It's not quite as big as Pluto, but it's still one amazing find. Two groups of astronomers at the Keck Observatory in Hawaii and the Sierra Nevada Observatory in Spain, have discovered a large Kuiper Belt object — with its own little moon — about 52 astronomical units (Sun-Earth distances) from the Sun. The object, temporarily designated 2003 EL61 for when it was first spotted two years ago, is as bright as magnitude 17.5. It could be the second largest Kuiper Belt object (KBO) known to date — about 70 percent the diameter of Pluto, which is currently 31 a.u. from the Sun.

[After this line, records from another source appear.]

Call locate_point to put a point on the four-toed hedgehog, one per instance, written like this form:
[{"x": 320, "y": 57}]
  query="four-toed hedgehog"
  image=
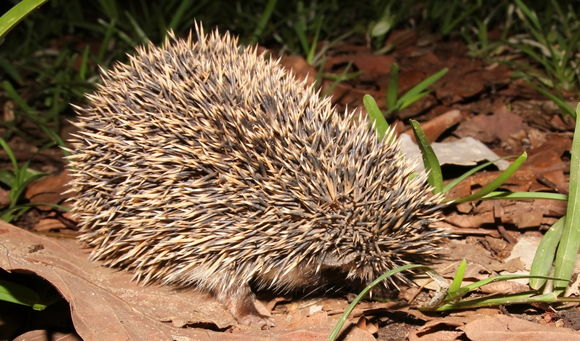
[{"x": 203, "y": 163}]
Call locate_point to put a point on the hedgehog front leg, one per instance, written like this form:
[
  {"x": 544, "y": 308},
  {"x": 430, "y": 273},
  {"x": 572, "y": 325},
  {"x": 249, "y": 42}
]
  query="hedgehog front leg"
[{"x": 241, "y": 302}]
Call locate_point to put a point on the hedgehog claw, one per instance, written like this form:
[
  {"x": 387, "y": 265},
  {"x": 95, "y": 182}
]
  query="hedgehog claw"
[{"x": 242, "y": 304}]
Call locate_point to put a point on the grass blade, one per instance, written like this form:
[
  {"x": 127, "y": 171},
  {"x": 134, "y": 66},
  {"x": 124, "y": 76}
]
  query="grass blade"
[
  {"x": 497, "y": 181},
  {"x": 457, "y": 279},
  {"x": 524, "y": 196},
  {"x": 568, "y": 248},
  {"x": 430, "y": 161},
  {"x": 16, "y": 14},
  {"x": 375, "y": 116},
  {"x": 545, "y": 254}
]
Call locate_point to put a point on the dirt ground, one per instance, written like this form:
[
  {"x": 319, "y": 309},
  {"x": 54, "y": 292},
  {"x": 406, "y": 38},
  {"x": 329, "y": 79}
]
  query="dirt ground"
[{"x": 474, "y": 99}]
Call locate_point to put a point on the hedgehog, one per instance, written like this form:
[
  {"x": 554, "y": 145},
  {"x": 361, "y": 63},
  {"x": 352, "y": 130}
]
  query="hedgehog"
[{"x": 203, "y": 163}]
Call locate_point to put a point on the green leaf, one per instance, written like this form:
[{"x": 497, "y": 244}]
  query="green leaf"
[
  {"x": 16, "y": 14},
  {"x": 457, "y": 279},
  {"x": 524, "y": 196},
  {"x": 375, "y": 116},
  {"x": 545, "y": 254},
  {"x": 568, "y": 248},
  {"x": 497, "y": 181},
  {"x": 430, "y": 161}
]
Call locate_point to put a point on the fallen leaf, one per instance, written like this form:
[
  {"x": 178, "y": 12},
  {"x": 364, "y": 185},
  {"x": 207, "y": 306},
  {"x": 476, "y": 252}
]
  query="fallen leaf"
[{"x": 508, "y": 328}]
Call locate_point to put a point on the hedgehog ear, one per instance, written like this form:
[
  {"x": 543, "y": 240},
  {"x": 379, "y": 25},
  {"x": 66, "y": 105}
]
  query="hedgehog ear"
[{"x": 334, "y": 260}]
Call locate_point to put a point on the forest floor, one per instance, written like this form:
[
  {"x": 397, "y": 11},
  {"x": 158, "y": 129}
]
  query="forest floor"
[{"x": 475, "y": 100}]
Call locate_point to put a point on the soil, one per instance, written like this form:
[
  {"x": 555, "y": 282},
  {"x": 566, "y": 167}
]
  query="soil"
[{"x": 474, "y": 99}]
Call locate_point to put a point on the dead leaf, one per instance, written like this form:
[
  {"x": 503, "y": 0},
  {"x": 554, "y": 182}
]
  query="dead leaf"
[
  {"x": 508, "y": 328},
  {"x": 107, "y": 305}
]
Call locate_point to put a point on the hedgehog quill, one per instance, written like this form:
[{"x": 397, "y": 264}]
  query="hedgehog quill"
[{"x": 202, "y": 163}]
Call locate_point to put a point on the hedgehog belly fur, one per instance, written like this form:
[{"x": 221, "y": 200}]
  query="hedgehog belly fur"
[{"x": 203, "y": 163}]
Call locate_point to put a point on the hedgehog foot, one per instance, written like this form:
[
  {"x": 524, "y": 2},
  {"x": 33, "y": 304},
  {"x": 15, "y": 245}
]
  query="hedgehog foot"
[{"x": 242, "y": 303}]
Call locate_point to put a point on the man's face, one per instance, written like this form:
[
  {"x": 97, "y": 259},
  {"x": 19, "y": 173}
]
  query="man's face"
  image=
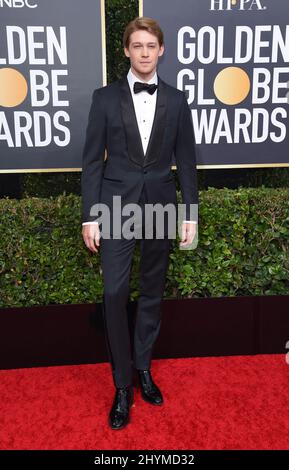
[{"x": 144, "y": 51}]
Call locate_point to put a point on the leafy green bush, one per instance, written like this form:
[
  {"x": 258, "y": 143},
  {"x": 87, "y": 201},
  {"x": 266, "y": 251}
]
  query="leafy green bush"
[{"x": 242, "y": 250}]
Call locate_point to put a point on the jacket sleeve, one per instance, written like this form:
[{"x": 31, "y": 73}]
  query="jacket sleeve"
[
  {"x": 93, "y": 157},
  {"x": 186, "y": 162}
]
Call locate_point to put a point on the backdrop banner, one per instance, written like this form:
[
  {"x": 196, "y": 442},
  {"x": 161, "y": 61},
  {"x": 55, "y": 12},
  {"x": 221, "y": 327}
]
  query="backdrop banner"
[
  {"x": 232, "y": 59},
  {"x": 51, "y": 59}
]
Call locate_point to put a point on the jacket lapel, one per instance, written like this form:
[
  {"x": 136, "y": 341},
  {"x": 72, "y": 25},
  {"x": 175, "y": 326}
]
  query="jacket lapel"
[{"x": 134, "y": 144}]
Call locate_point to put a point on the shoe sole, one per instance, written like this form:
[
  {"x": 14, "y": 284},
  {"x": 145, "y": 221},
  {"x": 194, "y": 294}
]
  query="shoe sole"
[
  {"x": 123, "y": 425},
  {"x": 150, "y": 402}
]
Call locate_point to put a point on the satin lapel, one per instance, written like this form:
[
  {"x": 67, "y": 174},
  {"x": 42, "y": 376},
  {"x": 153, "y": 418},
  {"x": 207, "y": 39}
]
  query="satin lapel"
[{"x": 134, "y": 143}]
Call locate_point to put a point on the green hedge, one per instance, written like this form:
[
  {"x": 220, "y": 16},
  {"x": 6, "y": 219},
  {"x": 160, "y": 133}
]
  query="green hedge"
[{"x": 242, "y": 250}]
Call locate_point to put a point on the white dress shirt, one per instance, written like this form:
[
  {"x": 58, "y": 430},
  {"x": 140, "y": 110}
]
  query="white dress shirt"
[{"x": 144, "y": 105}]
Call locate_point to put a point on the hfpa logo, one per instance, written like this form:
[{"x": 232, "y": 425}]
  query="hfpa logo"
[{"x": 237, "y": 5}]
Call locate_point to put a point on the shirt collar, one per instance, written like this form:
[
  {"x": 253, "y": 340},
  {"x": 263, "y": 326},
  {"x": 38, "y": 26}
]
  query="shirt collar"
[{"x": 132, "y": 78}]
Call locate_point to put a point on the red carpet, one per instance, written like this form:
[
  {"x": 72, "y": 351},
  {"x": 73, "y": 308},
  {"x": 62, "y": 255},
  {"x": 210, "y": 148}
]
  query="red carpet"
[{"x": 210, "y": 403}]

Most important are the measurements made for the past six months by Michael E. Brown (Caltech) and colleagues at Keck. Using adaptive optics, the team located and tracked a small satellite orbiting 2003 EL61. The tiny body revolves around the KBO every 49 days in a nearly circular orbit some 49,500 kilometers (30,760 miles) from it.

By determining the companion's orbit, Brown and colleagues calculated the mass of the 2003 EL61 system at around 28 percent of the Pluto-Charon system. From that they inferred the size. Contrary to what false news reports have said in the past 24 hours, "It's definitely not bigger than Pluto," says Brown. It's probably more like 1,500 kilometers across." Pluto, for reference, is about 2,250 km across.

Brown and his team have also looked at 2003 EL61 with the Spitzer Space Telescope. Those observations are still being analyzed, but, Brown notes, "The spectra are dominated by water ice. It looks much like [Pluto's moon] Charon."

More information about 2003 EL61 will be released in the coming months. But the object might be given a far more palatable name sooner than usual. The Minor Planet Center of the International Astronomical Union gives official designations to discoveries after their orbits have been confirmed. In this case, confirmation is imminent. Already astronomers have spotted the KBO on old Palomar Sky Survey photographic plates shot in 1955. Gareth V. Williams of the Minor Planet Center is currently looking through the Harvard College Observatory plate collection to see if it can be spotted as far back as 1890. "This object was 17th magnitude back in the 1920s," says Williams. "We may find dozens of images of it."